Of course you do, his mother says. On days like this, there’s always a rainbow. Their home is beneath the rainbow.
She slides the door closed. The boy, gripping the knife, leaves the house in search of the fox’s home. He walks into a field of richly colored flowers, mountains rising before him.
It was not the canal or the narrow paths or the lightning hanging from thick colorless rope or the torii or the shrine but everything and nothing at once that evoked my great-grandmother. I felt her sleeves, her arms inside her sleeves. Was there a flag somewhere channeling the ocean in incisive, wave-like snaps? Her sleeves breathed a silken coolness. I felt the nostrils of caves and a sudden decrease in temperature, the exhalation from an old, expired earth. But her arms were warm, a warmth that was, within the silken coolness, euphemistic. Her arms were familiar. I had been inside the sleeves before. There was a memory of a light once having illuminated the sleeves. Not just her arms, her whole being.
How can I explain the embrace of a ghost? Arms open and extended, not even arms. The whole body extended and open. But the embrace, arrested, is unconsummated. The two embracing bodies never touch. An irremediable abandonment burns, like a swallowed polestar, down the spine.
I traveled one hundred years and thousands of miles to connect with a place that may or may not have had anything to share with me about my past. I started with Midori and the feet of his grandfather’s corpse. The pilgrimage was to that. But the ghost, in Oko, was me.
I stood with my back to the shrine, looking through the torii gate at the sea, and where I had been feeling at peace, I now felt anxiety. I wanted to get closer to the feeling of my great-grandmother, but I did not know where to go. I chose a narrow path back down the hill and wove my way through its maze.
In the second of Kurosawa’s dreams, a young boy, serving crackers to his sister and her friends on Hinamatsuri (Doll’s Day), sees a young girl in a light pink robe in the hall of his family’s house.8 The boy asks his sister who the girl is, but his sister insists there is nobody there. He slides the door back. The hall is empty but for a potted spray of peach blossoms. Have you got a fever? his sister asks. The boy, agitated, goes into the hall.
At the end of the hall is an open door.

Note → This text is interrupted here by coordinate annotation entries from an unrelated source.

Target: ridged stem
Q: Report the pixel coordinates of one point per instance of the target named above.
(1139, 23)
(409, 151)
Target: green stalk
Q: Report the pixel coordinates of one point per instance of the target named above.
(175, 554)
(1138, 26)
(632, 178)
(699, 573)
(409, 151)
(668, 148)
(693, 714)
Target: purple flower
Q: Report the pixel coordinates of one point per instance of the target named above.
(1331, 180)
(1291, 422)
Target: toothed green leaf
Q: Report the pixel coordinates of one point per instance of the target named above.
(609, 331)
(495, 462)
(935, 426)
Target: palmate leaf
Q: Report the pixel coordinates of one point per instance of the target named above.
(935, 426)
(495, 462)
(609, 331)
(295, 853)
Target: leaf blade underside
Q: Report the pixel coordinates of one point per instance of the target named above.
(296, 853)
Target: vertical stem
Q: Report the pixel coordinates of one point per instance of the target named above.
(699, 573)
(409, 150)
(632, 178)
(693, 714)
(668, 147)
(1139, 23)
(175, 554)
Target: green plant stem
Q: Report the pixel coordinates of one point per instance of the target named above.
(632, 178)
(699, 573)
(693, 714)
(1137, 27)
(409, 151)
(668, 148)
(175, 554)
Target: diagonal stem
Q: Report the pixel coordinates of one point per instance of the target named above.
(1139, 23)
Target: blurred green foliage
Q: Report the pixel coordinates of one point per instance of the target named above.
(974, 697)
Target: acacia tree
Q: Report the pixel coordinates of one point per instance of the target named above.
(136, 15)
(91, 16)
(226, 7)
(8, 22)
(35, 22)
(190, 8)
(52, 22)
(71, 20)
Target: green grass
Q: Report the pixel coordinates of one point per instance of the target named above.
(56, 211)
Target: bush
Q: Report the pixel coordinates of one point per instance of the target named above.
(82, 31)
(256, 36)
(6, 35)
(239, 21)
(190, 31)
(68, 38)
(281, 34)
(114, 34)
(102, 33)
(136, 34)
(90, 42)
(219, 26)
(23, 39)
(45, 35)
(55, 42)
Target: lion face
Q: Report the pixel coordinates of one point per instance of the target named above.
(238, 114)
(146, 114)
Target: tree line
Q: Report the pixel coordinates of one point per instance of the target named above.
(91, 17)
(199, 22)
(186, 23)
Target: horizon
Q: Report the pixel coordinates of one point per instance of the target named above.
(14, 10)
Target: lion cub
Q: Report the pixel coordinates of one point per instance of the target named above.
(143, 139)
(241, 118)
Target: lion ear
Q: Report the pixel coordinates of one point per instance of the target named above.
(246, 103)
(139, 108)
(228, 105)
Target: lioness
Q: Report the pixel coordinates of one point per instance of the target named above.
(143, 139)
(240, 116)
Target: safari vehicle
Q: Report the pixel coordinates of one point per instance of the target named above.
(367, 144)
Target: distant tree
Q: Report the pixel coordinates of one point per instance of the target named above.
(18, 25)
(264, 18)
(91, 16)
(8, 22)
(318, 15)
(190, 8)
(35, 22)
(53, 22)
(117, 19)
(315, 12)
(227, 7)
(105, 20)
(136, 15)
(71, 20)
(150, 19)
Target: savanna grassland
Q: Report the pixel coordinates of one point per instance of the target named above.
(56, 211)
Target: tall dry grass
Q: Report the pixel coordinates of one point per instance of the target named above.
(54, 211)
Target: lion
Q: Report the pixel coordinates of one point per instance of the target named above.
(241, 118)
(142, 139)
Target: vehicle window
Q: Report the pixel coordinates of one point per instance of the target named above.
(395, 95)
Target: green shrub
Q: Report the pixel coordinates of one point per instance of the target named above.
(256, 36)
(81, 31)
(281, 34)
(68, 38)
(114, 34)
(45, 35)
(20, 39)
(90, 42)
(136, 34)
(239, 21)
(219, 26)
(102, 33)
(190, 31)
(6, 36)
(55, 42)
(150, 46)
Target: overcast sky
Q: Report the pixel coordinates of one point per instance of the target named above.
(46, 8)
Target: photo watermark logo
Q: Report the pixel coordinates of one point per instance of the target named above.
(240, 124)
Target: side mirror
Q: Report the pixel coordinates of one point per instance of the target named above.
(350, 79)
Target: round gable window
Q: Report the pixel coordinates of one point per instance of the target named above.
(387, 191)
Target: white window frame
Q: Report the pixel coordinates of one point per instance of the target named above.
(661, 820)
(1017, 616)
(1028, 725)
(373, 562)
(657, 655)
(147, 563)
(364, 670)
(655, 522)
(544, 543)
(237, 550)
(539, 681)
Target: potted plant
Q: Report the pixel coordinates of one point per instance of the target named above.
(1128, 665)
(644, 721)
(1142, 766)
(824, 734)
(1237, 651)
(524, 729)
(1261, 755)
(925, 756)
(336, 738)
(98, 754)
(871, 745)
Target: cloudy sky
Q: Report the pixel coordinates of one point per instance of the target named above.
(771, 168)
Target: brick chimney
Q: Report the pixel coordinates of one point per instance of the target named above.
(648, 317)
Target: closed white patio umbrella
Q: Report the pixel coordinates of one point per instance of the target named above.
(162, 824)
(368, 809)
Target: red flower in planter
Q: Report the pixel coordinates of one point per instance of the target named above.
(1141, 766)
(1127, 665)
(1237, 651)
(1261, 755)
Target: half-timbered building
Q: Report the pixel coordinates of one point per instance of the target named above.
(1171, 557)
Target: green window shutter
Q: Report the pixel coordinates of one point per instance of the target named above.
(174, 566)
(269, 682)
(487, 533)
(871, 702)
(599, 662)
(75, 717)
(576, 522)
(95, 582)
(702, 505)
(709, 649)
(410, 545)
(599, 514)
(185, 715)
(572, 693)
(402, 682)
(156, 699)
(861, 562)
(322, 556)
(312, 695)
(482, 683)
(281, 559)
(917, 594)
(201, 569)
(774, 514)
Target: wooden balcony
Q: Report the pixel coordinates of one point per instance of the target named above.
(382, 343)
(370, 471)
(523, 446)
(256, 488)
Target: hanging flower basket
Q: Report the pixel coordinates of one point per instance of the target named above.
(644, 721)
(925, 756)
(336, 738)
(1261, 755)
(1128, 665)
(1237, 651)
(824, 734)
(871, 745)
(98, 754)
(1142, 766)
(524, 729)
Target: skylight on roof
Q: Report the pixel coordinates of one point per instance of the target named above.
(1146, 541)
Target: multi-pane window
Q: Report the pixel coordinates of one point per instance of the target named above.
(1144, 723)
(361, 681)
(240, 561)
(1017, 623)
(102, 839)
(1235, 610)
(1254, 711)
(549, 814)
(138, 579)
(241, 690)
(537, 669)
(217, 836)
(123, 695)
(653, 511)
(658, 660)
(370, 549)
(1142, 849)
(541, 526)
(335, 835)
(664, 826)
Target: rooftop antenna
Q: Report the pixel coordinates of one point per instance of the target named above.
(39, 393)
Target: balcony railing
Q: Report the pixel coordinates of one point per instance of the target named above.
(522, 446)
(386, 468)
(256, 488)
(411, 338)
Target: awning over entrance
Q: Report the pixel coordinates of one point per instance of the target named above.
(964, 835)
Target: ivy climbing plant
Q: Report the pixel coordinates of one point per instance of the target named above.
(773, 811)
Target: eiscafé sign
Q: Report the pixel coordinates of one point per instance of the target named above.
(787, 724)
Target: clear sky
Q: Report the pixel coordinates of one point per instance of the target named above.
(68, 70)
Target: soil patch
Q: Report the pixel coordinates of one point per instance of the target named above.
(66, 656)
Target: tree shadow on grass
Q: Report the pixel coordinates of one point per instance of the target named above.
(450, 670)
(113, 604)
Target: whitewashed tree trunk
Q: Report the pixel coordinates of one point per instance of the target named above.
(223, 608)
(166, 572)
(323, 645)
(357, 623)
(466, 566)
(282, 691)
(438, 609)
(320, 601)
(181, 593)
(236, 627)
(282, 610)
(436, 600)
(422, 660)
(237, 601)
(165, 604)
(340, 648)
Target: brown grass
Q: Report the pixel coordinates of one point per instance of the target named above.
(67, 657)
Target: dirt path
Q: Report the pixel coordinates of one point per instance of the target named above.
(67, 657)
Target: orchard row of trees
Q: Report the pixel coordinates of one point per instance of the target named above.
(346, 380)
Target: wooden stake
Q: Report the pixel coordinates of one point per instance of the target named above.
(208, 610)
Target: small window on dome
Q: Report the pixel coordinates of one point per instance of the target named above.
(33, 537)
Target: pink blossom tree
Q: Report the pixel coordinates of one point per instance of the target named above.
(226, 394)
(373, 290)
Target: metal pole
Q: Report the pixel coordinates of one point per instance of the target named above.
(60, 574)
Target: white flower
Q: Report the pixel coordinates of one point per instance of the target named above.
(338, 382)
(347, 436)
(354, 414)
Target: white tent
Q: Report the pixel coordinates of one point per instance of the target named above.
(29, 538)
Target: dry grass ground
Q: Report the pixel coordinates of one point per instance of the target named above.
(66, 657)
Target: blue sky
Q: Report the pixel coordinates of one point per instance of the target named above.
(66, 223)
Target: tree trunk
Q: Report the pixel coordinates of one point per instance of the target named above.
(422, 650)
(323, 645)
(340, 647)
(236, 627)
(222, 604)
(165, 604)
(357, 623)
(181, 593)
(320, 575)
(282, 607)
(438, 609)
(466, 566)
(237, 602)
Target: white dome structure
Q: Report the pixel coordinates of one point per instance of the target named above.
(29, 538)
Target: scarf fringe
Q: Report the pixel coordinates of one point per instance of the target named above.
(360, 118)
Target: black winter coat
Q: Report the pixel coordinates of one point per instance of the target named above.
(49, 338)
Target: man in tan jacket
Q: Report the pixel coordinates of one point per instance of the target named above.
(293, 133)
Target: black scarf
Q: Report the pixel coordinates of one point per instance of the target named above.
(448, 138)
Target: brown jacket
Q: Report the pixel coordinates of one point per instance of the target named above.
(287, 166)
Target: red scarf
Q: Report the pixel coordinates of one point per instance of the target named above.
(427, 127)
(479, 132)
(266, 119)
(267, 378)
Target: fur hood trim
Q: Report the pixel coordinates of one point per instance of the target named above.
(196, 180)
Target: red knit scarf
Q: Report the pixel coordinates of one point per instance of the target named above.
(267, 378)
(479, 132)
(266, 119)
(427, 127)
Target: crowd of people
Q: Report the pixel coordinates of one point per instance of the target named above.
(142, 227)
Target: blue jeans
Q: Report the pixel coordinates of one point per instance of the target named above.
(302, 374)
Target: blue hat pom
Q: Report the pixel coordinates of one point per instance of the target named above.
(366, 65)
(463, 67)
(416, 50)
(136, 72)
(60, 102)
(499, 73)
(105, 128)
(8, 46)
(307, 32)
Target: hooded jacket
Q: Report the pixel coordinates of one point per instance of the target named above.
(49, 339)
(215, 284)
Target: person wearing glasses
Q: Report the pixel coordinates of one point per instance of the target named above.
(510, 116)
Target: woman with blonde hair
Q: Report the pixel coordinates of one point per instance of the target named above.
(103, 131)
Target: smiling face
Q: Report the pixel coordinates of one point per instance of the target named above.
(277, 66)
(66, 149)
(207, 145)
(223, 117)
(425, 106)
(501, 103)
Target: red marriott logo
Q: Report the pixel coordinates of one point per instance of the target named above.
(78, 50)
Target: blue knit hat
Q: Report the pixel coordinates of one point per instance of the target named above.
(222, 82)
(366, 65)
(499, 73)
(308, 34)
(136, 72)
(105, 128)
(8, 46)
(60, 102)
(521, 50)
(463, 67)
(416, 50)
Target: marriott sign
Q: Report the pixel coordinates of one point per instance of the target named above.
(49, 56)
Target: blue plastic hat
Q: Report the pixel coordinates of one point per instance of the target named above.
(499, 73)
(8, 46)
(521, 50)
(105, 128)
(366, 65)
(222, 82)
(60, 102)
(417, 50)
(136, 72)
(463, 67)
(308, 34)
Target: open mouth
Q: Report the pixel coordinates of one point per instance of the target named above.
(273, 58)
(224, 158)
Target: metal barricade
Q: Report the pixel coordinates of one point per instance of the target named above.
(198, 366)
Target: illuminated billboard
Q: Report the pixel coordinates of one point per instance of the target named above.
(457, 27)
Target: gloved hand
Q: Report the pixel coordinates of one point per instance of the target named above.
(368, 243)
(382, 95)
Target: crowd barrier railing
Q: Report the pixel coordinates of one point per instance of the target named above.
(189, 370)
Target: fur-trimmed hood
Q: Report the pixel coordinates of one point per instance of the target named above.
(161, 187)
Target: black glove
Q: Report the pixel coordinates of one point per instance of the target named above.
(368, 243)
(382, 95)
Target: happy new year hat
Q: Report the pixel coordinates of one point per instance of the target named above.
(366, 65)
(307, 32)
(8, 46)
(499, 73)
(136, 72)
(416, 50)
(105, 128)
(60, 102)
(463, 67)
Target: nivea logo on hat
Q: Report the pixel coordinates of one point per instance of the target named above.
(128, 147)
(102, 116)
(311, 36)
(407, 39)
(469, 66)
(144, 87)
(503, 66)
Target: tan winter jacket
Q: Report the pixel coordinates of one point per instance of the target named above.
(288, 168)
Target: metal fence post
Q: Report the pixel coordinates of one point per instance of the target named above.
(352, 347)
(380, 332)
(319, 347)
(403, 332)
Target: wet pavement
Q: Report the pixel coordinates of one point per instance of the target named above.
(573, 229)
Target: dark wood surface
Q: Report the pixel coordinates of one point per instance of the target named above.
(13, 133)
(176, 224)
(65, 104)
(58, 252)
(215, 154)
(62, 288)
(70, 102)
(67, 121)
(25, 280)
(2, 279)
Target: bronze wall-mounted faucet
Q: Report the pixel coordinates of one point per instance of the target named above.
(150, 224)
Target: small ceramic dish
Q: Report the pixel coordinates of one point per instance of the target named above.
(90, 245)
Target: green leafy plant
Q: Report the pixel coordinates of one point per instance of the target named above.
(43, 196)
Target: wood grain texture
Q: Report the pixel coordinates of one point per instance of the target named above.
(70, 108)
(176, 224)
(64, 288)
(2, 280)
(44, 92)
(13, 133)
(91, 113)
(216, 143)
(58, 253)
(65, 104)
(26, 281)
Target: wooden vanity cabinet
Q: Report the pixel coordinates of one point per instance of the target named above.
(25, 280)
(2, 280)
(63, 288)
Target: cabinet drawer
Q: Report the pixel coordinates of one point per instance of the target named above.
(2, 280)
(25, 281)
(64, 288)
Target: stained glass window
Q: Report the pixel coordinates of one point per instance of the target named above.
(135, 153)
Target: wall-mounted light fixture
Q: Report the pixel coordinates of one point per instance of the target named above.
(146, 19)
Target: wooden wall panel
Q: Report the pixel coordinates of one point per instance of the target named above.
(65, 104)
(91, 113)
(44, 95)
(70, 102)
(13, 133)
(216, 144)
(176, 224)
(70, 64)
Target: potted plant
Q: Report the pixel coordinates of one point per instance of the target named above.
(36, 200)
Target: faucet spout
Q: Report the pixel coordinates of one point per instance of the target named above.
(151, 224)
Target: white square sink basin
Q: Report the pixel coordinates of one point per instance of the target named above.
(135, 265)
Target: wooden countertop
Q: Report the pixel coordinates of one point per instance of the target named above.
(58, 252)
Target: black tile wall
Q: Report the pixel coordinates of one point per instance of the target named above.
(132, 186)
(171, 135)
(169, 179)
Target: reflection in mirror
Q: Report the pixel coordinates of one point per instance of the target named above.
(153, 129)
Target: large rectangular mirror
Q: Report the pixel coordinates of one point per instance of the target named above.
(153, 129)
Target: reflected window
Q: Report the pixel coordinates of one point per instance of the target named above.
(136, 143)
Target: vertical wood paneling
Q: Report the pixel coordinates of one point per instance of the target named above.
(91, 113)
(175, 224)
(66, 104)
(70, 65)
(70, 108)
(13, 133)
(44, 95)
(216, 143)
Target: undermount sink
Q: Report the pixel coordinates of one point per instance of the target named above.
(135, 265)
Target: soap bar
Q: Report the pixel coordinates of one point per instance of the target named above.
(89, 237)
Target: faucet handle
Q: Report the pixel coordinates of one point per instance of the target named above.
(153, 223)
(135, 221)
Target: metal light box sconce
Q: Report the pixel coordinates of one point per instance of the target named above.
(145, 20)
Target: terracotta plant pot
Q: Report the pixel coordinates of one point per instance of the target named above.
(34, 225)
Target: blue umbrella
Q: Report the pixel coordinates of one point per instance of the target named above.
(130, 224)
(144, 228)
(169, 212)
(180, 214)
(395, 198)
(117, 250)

Standing in the bamboo outside is the girl in the light pink robe. The moment the boy sees her, the girl turns and runs into the bamboo, accompanied by the sound of a small bell.
He follows the young girl through the bamboo into his family’s peach orchard. The orchard is terraced up the side of a hill of bright green grass, but there are no peach trees, only stumps, and as soon as the boy enters, he is met by a troop of guards. On the terraces above are kings and queens and their retinue of maids and musicians. Fifty-nine figures, the life-sized incarnations of Hinamatsuri.